Defined Benefit

ATP – the administration and investment provider – has opened an office in London in a bid to boost its operations and revenue lines.

The Danish pension giant aims to offer “simple and low-cost” services for the low income earners in both the occupational and third pillar pension spaces. This is a segment of the pension market it considers being underserved by UK providers.

ATP got a taste for the UK market when it tendered to become UK’s National Employment Savings Trust (Nest) administrator last year. After being short-listed by the Personal Accounts Delivery Authority (now Nest Corporation), ATP pulled out of the running in October 2009, citing risk-reward reservations.

Morten Nilsson, head of ATP’s international operations, said the provider decided there was a case for expanding into the UK following market analysis it undertook for ther Nest contract.

But ATP officials recognise this is quite a risky move for the Danish pension manager. In a speech at ATP’s opening reception, Lars Rohde, chief executive officer of ATP, said: “Our plans may be a bit opportunistic, but we are investing on the behalf of Danish pension funds, so we have to make money.”

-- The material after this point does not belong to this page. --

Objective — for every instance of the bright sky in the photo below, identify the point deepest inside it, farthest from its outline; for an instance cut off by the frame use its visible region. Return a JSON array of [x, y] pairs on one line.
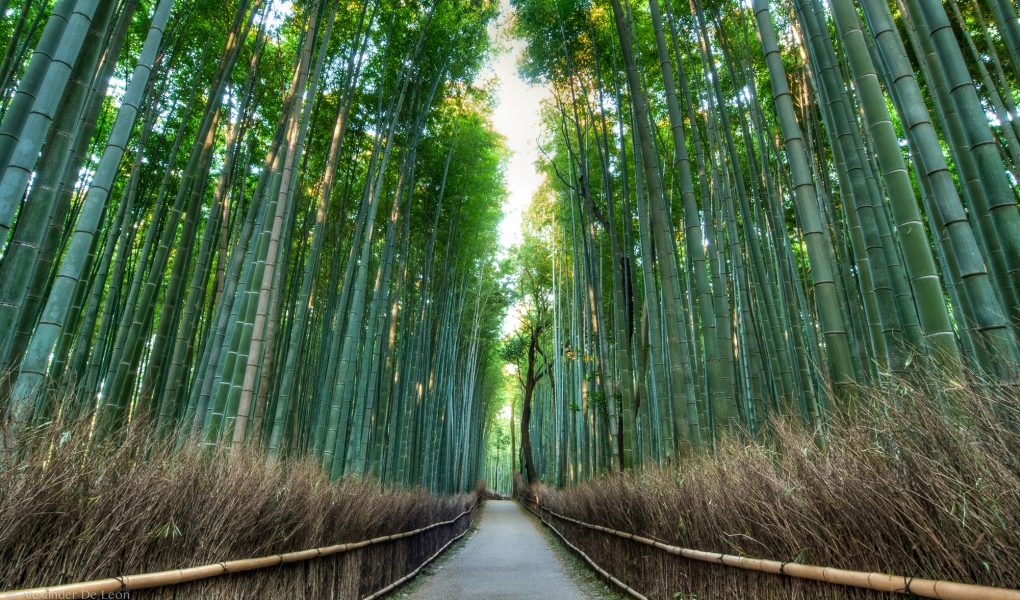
[[516, 117]]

Nilsson added ATP would not have embarked on such expansionary plans if it did not think it could easily reach the “right scale” needed to be profitable, which he placed at around at least 500,000 members.

However, he did not rule out the provider exiting the UK by next year if things did not go according to plan.

At this stage, ATP has not disclosed whether it will provide services to individuals, to existing pension schemes or to both. Nor has it said exactly which services it plans to offer.

Nilsson said “the easiest thing” would be to start having a presence in the UK market by offering investment services to small pension schemes, but he also said all options are still open.

In its analysis of the UK market, Nilsson said ATP found there were millions not saving enough for their pensions. He also said UK providers did not design pension products for the low end of the market.

ATP’s offer, which guarantees the repayment of at least 80% of the contributions paid by a scheme member, will try to introduce elements of risk-sharing between individuals and pension providers.